CleopatrasBeautifulNose · 28/08/2024 09:25

Must stop fecking about now and get to work.
Good luck.

unsync · 28/08/2024 09:28

I would suggest you read through the abuse threads in relationships and then don't do what the men on those threads do to the women and children. That would be a good place to start learning.

Screamingabdabz · 28/08/2024 09:33

Op if you’re feeling sore about some of these responses then get over it - these represent the best of women - intelligent, funny, strong, insightful, straight talking and pragmatic.

If you don’t see this in real life that’s because women are largely socialised to appease men or they’re damaged from trauma largely caused by men. Don’t add to the patriarchal load. Just be a good person with integrity. That is all.

GreyCarpet · 28/08/2024 09:49

I'll simplify it for you, OP (because unlike CleopatrasBeautifulNose) I have nothing better to do right now! 😁

I'm 50 as is my friend.

She likes men who work out, who look good in a tight t shirt or a suit, very clean cut.

I like men who are a bit rougher around the edges and prefer a bit of a dad bod..

She doesn't care about intelligence. I do.

She cares about income. I don't.

She cares what car they drive. I don't.

She wants a man who will whisk her off her feet and take her away to nice hotels.

I want a man who will cook on an open fire while we're camping. That would be her idea of Hell! 😁

She used to be on Fabswingers and enjoyed meeting up with random men for casual sex.

That would be a deal breaker for me.

She likes spa days, drinking cocktails and bling. Lots of bling!

I'd rather sit in a field at a festival drinking real ale and hate bling.

I could go on and on. She's a great person and I love her. There is no judgement, only description in this. Neither of us is single and we are both very happy with our partners who couldn't be more different if they tried. Because we couldn't be more different if we tried!

But these things...

Friendship? Companionship? Fun? Laughter? Loyalty? Someone you can be yourself around? Someone who likes and loves you for who you are without trying to 'improve' you? Respect? A mutually fulfilling sex life? Someoke who is independent and self sufficient? Emotionally available?

We both have these things. They might look very different but they are there.

persisted · 28/08/2024 09:56

Treat women like people. It really is that simple. I'm going to assume you have friends, family, work colleagues that you have a good relationship with?

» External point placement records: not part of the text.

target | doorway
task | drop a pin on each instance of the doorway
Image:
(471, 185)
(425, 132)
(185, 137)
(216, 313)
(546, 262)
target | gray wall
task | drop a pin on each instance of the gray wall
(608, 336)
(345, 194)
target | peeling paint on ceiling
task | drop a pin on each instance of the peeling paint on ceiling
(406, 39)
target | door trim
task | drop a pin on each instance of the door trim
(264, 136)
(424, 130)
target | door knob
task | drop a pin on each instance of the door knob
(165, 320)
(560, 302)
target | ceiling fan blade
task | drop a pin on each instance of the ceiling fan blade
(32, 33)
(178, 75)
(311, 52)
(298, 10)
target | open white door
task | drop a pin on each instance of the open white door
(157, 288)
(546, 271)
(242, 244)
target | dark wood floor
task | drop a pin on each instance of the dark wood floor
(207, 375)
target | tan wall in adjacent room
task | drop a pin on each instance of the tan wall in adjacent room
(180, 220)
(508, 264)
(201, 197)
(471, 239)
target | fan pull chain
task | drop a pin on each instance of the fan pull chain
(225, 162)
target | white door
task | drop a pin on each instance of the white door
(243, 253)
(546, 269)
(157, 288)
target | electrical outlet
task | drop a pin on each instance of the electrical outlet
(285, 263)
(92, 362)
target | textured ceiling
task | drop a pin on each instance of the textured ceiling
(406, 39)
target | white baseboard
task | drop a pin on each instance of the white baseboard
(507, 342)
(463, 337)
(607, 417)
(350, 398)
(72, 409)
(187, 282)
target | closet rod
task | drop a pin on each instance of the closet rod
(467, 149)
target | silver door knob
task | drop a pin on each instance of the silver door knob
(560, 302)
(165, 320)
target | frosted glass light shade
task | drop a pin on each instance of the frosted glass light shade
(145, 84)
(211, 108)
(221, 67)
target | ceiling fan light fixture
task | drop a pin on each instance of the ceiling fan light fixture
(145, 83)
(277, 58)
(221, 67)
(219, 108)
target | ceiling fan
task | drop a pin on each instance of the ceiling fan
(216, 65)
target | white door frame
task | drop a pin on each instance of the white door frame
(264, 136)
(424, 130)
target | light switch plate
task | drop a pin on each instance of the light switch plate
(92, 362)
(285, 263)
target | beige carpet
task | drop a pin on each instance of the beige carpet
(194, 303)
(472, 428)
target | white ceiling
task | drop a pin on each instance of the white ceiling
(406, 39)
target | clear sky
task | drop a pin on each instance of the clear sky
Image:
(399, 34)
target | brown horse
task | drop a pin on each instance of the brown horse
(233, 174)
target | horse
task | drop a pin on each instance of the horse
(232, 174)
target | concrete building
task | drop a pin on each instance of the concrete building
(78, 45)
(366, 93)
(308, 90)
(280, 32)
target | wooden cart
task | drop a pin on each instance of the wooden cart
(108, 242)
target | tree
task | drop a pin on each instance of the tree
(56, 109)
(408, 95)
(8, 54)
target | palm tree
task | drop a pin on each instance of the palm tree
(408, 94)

So do the same things - get to know them, have conversations about important things, ask questions and listen carefully to the answers. Understand that while you can feel annoyed, frustrated, unheard, tired, can't be bothered to do the house work etc - the same things apply. If you say you will do something, do it.
And don't wait to be asked, if you notice something needs doing in the house just get on with it.